Oil industry on borrowed time as switch to gas and solar - TopicsExpress



          

Oil industry on borrowed time as switch to gas and solar accelerates UK Telegraph: The props beneath the global oil industry are slowly decaying. The big traded energy companies resemble the telecom giants of the late 1990s, heavily leveraged to a business model already threatened by fast-moving technology. Citigroup warns - or cheerfully acclaims, depending on your point of view - that world energy markets are entering a period of extreme flux, with oil caught in triple encirclement by cheap natural gas, much more efficient vehicles and breathtaking advances in solar power as scientists crack the secrets.

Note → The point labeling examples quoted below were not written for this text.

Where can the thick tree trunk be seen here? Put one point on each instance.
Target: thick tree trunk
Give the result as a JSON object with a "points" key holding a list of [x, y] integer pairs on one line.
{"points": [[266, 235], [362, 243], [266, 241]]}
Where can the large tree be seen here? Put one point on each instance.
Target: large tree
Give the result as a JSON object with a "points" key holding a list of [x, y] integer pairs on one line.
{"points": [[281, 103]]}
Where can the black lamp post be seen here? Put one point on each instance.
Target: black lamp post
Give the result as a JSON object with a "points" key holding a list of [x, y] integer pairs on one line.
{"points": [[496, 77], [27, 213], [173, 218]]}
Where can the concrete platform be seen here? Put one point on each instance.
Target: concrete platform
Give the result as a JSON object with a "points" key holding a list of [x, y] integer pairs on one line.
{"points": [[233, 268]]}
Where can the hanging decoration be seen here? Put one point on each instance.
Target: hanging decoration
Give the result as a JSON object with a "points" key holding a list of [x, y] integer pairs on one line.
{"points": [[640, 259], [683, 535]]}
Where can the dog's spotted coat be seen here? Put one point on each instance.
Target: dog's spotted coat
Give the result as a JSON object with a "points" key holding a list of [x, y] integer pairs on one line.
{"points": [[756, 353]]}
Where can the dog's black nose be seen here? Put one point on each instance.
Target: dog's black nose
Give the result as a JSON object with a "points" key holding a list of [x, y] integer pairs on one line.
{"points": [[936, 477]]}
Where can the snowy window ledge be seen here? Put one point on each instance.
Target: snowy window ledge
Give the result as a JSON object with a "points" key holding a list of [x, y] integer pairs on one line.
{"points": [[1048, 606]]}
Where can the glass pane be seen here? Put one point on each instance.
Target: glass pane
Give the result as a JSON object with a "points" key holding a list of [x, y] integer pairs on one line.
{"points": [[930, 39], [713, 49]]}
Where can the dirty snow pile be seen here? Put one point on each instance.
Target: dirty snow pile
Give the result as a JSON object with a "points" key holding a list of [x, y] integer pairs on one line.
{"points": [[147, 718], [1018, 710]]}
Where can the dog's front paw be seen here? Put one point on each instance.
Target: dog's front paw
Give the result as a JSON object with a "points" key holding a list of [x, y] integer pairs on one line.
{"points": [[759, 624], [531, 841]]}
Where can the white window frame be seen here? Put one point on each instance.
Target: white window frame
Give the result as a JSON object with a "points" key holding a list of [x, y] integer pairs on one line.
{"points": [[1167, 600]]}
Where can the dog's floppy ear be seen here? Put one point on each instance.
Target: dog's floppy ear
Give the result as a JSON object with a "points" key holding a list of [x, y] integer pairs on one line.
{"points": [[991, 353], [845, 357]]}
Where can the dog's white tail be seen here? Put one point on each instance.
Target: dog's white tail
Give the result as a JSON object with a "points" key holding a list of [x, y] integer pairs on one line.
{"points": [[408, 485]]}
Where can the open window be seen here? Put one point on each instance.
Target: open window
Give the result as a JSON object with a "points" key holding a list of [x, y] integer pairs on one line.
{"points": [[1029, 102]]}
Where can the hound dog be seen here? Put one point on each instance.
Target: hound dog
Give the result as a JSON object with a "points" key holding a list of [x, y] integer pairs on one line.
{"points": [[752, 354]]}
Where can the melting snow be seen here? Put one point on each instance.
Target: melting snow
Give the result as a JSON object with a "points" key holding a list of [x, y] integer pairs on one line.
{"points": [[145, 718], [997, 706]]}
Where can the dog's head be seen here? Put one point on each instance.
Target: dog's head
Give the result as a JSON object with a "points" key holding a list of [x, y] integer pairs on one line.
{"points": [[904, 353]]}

The combined effect is to bend to the curve of global oil use over coming years, eroding the assumptions that have underpinned a threefold rise in Western oil industry debt to $600bn since 2005 The oil intensity of global GDP has already halved since 1980s. Crude prices have decoupled from the global commodity nexus for the past three years, held up by the Arab Spring and disruptions in Africa. This split-level energy market is becoming untenable. The US shale revolution has caused natural gas prices in North America to collapse. With a long delay, and by convoluted means, this effect is spreading to Asia, where liquefied natural gas (LNG) prices have halved this year. In the end, oil must converge towards gas prices since vehicles can be designed to use either source, or both.